On Saturday, June 7, the interim police chief of Ferguson, Missouri (yes, “that” Ferguson) Al Eickhoff conducted an interview with LA Times reporter Molly Hennessy-Fiske to give his take on the events following Michael Brown’s shooting on August 9, 2014. He spoke briefly about numerous topics including the Department of Justice report, rebuilding trust in the community, and community protests.
You can read the interview for yourself here, but I’ll save you the trouble: it’s bullshit. Interim Police Chief Eickhoff hasn’t learned anything from either Michael Brown’s death, the protests and riots (which were two different things), the resignation of former Chief Tom Jackson, or the DOJ report. He says things like, “When I hear people blame things on Ferguson, I don’t think it’s fair,” “If you get out of your car, there’s people filming you with phones, there’s media – so you feel like you’re being scrutinized,” and “Anytime anything bad happens in Ferguson, it’s Ferguson’s fault even if it isn’t our department.” He blatantly lies, saying that the reason Mike Brown’s body lay in the street for 4 ½ hours was because officers were being shot at, he claims that there were paid protesters, and he asserts that before Michael Brown’s murder, the department didn’t have riot helmets or gas masks (Click here to see Daily KOS staff writer Shaun King debunk these and other lies.). He calls the blatantly racist emails between Ferguson police officers an “email incident” and downplays the harm done to protesters by saying, “Tear gas may irritate your eyes, but long term it doesn’t harm you,” and that “all those things [police] did saved lives.” He accepts no responsibility for the racial tensions and racist actions of Ferguson police and gives no indication that he thinks anything substantial needs to change. With this man at the helm, I honestly fear for the citizens of Ferguson.

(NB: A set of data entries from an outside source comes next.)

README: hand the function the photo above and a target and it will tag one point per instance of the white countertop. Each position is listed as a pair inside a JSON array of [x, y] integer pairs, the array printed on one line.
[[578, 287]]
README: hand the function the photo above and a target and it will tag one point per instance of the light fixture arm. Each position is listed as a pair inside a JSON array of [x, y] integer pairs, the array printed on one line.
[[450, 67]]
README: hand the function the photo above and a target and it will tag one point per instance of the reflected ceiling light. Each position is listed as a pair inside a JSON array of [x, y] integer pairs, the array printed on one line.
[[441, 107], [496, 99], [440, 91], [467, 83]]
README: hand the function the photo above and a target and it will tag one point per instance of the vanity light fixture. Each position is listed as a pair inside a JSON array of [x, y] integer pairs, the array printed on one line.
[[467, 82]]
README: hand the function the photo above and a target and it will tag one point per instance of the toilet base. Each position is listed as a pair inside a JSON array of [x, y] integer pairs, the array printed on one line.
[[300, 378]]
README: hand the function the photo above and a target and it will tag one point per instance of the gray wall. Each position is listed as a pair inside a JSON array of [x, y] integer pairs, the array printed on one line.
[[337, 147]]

There can be no trust in either community police officers or police officers as a whole when they repeatedly and flagrantly twist the truth and place all the blame on the victims. If Interim Chief Eickhoff had simply kept his comments neutral, had expressed some sort of sympathy for Michael Brown and protesters, had even said, “Mistakes were made in the past, but we’re committed to fixing them” instead of spending the whole interview whining about being misrepresented and overburdened, I could have backed him – and so could many others. But instead I’ve got to quote Tony Rice, a leader of the Ground Level Support group, when he says, “I don’t think they learned anything… I don’t think this regime can be worked with. They all need to be jettisoned.”